We know there is lots of it. We are creating data wherever we go. Data about you used to be inside the traditional business – buying stuff in shops, doing something in a bank. Some of us have been on the web for twenty years; there are plenty of other places the data is living in. The explosion of mass adoption and social and real-time data combined with system data from devices help build the mountain.
90% of the world’s data has been created in the last two years (Source: IBM 2012, Watson).
Some people talk about data in term of structured and unstructured data. I tend to not worry about this distinction – unstructured data such as video clip usually contains metadata that is useful. What’s more important is the sheer variety of data structures associated with the data – how it is laid out in its ASCII and binary form for example. This is something immense to get your heads around. Add in the semantic description of the data – both what you mean by the data, and your interpretation of what the creator might mean about the data. (You might even be lucky and get a formal published semantic specification on which all are agreed.)

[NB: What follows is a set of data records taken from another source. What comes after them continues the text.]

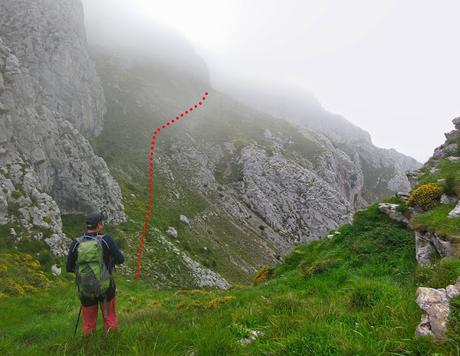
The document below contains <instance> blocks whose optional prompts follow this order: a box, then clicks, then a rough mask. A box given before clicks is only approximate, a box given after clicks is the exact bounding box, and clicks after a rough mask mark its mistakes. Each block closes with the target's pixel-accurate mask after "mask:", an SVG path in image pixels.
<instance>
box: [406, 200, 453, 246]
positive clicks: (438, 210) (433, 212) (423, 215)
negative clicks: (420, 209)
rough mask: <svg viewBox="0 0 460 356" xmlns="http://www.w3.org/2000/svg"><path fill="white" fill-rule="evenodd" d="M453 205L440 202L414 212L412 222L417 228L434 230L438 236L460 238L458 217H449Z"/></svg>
mask: <svg viewBox="0 0 460 356" xmlns="http://www.w3.org/2000/svg"><path fill="white" fill-rule="evenodd" d="M454 207H455V205H448V204H441V205H438V206H437V207H436V208H434V209H432V210H429V211H427V212H425V213H421V214H416V215H415V216H414V218H413V222H414V223H415V226H416V228H417V229H424V230H427V231H430V232H435V233H437V234H438V235H440V236H449V237H459V238H460V219H459V218H449V212H450V211H452V209H453V208H454Z"/></svg>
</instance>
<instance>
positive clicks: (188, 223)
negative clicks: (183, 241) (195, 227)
mask: <svg viewBox="0 0 460 356" xmlns="http://www.w3.org/2000/svg"><path fill="white" fill-rule="evenodd" d="M179 221H180V222H181V223H184V224H187V225H190V221H189V220H188V217H186V216H185V215H180V216H179Z"/></svg>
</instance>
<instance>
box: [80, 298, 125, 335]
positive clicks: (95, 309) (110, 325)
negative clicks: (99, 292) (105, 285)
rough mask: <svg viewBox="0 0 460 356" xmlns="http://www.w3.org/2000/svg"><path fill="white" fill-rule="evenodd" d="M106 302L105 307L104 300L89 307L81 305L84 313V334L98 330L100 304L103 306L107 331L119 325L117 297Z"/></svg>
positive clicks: (83, 315)
mask: <svg viewBox="0 0 460 356" xmlns="http://www.w3.org/2000/svg"><path fill="white" fill-rule="evenodd" d="M105 304H106V305H105V308H104V302H99V303H98V304H95V305H91V306H89V307H85V306H82V307H81V310H82V314H83V335H88V334H90V333H92V332H96V323H97V316H98V314H99V311H98V305H99V306H100V307H101V312H102V317H103V319H104V330H105V332H106V333H107V332H108V331H109V330H114V329H116V328H117V327H118V322H117V315H116V313H115V297H113V298H112V299H111V300H110V301H108V302H105ZM104 314H105V315H104Z"/></svg>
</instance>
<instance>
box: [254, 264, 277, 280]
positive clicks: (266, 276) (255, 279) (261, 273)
mask: <svg viewBox="0 0 460 356" xmlns="http://www.w3.org/2000/svg"><path fill="white" fill-rule="evenodd" d="M272 274H273V269H272V268H271V267H270V266H263V267H261V268H260V269H259V270H258V271H257V272H256V274H255V275H254V278H253V282H254V284H255V285H258V284H261V283H264V282H266V281H268V280H269V279H270V277H271V276H272Z"/></svg>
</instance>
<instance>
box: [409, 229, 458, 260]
mask: <svg viewBox="0 0 460 356" xmlns="http://www.w3.org/2000/svg"><path fill="white" fill-rule="evenodd" d="M415 256H416V259H417V262H418V263H419V264H429V263H431V262H432V261H433V259H434V258H435V257H449V256H455V249H454V247H453V246H452V244H451V243H450V242H449V241H448V240H443V239H441V238H440V237H439V236H438V235H437V234H435V233H432V232H420V231H415Z"/></svg>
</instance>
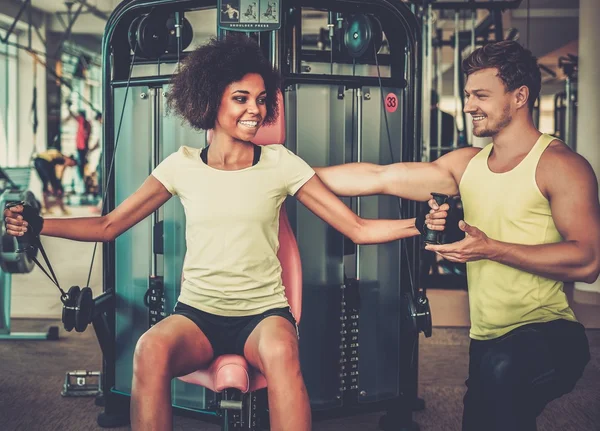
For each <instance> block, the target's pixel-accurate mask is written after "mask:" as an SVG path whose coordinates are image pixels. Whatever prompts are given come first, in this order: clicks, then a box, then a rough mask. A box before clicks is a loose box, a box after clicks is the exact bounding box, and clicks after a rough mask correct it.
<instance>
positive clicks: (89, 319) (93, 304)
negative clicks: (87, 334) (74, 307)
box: [75, 287, 94, 332]
mask: <svg viewBox="0 0 600 431" xmlns="http://www.w3.org/2000/svg"><path fill="white" fill-rule="evenodd" d="M93 314H94V296H93V294H92V289H90V288H89V287H84V288H83V289H81V293H80V294H79V297H78V298H77V309H76V310H75V330H76V331H77V332H83V331H85V330H86V328H87V326H88V325H89V324H90V323H91V321H92V315H93Z"/></svg>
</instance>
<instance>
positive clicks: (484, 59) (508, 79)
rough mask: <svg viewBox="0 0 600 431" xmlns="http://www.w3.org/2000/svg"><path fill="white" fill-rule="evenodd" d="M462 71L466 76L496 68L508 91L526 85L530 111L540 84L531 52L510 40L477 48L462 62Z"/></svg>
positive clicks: (528, 102) (535, 66)
mask: <svg viewBox="0 0 600 431" xmlns="http://www.w3.org/2000/svg"><path fill="white" fill-rule="evenodd" d="M462 66H463V72H464V73H465V74H466V75H467V76H469V75H470V74H472V73H474V72H477V71H478V70H482V69H488V68H496V69H498V77H499V78H500V79H501V80H502V82H504V85H505V86H506V89H507V90H508V91H513V90H516V89H517V88H519V87H521V86H522V85H525V86H527V88H529V100H528V101H527V103H528V105H529V111H532V110H533V105H534V104H535V100H536V99H537V98H538V96H539V94H540V89H541V87H542V75H541V72H540V68H539V66H538V64H537V59H536V58H535V57H534V56H533V54H532V53H531V51H529V50H528V49H526V48H524V47H522V46H521V45H519V43H517V42H514V41H512V40H503V41H500V42H495V43H489V44H487V45H484V46H483V47H481V48H478V49H476V50H475V51H473V52H472V53H471V55H469V56H468V57H467V58H466V59H465V60H464V61H463V64H462Z"/></svg>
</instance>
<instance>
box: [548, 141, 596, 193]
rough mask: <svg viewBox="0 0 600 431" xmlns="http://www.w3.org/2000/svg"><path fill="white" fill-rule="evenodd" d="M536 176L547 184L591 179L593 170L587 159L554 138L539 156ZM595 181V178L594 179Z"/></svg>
mask: <svg viewBox="0 0 600 431" xmlns="http://www.w3.org/2000/svg"><path fill="white" fill-rule="evenodd" d="M540 174H541V177H539V176H538V178H539V179H540V180H541V181H542V182H543V183H545V184H547V185H550V186H551V185H552V184H555V183H571V182H573V181H574V182H579V181H584V182H586V181H591V180H592V178H594V177H595V174H594V170H593V168H592V167H591V165H590V163H589V162H588V160H587V159H586V158H585V157H583V156H582V155H581V154H578V153H577V152H575V151H573V149H571V148H570V147H569V146H568V145H566V144H565V143H564V142H562V141H561V140H559V139H554V140H552V142H551V143H550V144H549V145H548V147H547V148H546V150H545V151H544V152H543V154H542V156H541V157H540V161H539V164H538V175H540ZM594 181H595V180H594Z"/></svg>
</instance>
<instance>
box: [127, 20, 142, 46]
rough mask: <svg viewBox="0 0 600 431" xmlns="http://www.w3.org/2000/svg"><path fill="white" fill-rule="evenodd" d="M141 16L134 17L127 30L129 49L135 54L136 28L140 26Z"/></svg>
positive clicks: (136, 40) (135, 42) (136, 42)
mask: <svg viewBox="0 0 600 431" xmlns="http://www.w3.org/2000/svg"><path fill="white" fill-rule="evenodd" d="M142 18H143V16H136V17H135V18H134V19H133V21H131V24H129V29H128V30H127V39H128V40H129V47H130V48H131V50H132V51H133V52H135V53H136V54H137V51H136V45H137V28H138V26H139V25H140V21H141V20H142Z"/></svg>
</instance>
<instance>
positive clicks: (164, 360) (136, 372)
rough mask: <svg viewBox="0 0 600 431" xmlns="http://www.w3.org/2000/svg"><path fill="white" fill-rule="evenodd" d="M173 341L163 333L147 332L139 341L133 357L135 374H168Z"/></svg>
mask: <svg viewBox="0 0 600 431" xmlns="http://www.w3.org/2000/svg"><path fill="white" fill-rule="evenodd" d="M171 344H172V340H171V339H170V337H167V336H165V334H163V333H161V332H153V331H151V330H150V331H147V332H145V333H144V334H143V335H142V336H141V337H140V339H139V340H138V342H137V344H136V346H135V351H134V355H133V371H134V374H142V373H146V372H148V373H152V374H154V375H157V374H161V373H160V371H161V370H162V371H163V372H164V373H165V374H168V372H169V370H168V364H169V362H170V352H171V350H172V349H171Z"/></svg>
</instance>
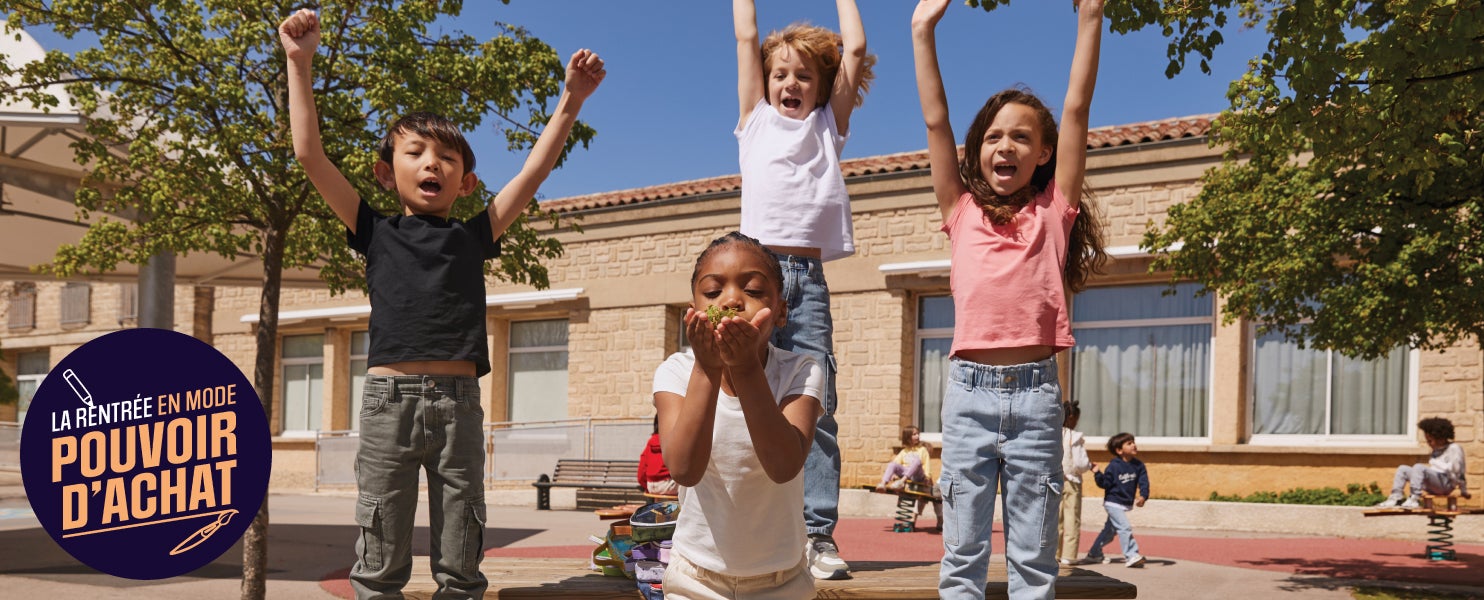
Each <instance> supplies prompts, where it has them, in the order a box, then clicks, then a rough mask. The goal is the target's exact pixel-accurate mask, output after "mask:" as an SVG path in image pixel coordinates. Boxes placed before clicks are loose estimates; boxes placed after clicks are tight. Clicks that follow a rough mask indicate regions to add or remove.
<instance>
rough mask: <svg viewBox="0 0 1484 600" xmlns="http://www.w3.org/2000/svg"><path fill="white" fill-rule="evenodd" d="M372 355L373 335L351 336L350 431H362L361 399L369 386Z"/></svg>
mask: <svg viewBox="0 0 1484 600" xmlns="http://www.w3.org/2000/svg"><path fill="white" fill-rule="evenodd" d="M370 355H371V333H370V331H355V333H352V334H350V429H353V431H361V398H362V395H364V394H365V385H367V356H370Z"/></svg>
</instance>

Think about just some of the data trails (and the interest factor) you leave. Web server logs (telco / ISP stats); new customer registration on a web site, or via a newspaper coupon that some data entries somewhere (personal data); credit card numbers (card providers transaction histories; numbers littered across e-commerce web sites protected by fragile passwords); tweets (a low signal to noise ratio, but some insight on your mind); Facebook/Google+ et al posts (living your life on line, the ad man’s dream); Foursquare, TripAdvisor, holiday bookings (where you’ve been, what you like/dislike)…and it goes on and on and on..
Compound this with all this been done under several but similar, sometimes hidden identities. Compound this further with contexts in time. Standalone pieces of data such as a tweet are often meaningless, but in the context of some world news events for example, perhaps a different insight on your view and opinion.
Data is the new landfill.
There are volumes of this stuff, littered across the web and inside enterprises. The last private bastion of data are your personal documents and files that you have not shared on the web, living on your home disk drives (when did you last backup by the way?). The semantics of huge variety of data structures may or may not be specified somewhere.
Question is, are you going to recycle this data? Why bother – it just a sifting job that might be too huge? In business that data is very likely competitive advantage. The revenues attributed to targeted adverts from Google and Facebook are simple examples.
There might be a cost to the data (capturing by people and machines, storing, and maintaining) but there is a benefit to the insight on the information it holds. We hear the term “Big Data” – the use of technology and products such as Hadoop that can be used as part of beginning the landfill sifting and recycling exercise.
However don’t ignore the semantics and matching problems. You need to begin that sifting exercise with some insight goal in mind – meaning creating rules and strategy for combining the data, and their associated schemas – for recycling the information and finding the insight you didn’t know existed in the depths of the data.
Think about tackling the landfill by combining strategies to address at least: collection of the data, mapping data schemas to a target (but extensible) enterprise information model, raw analysis of data (such as with MapReduce), aggregations and visualisations to find the ‘islands’ or ‘lumpy’ areas where there might be something to dig deeper on.
You can’t eat this beast in one go straight away. But if you are going to capitalise on the insight that is in the landfill then you need to get started on the sifting now. The data mountain is going to keep growing.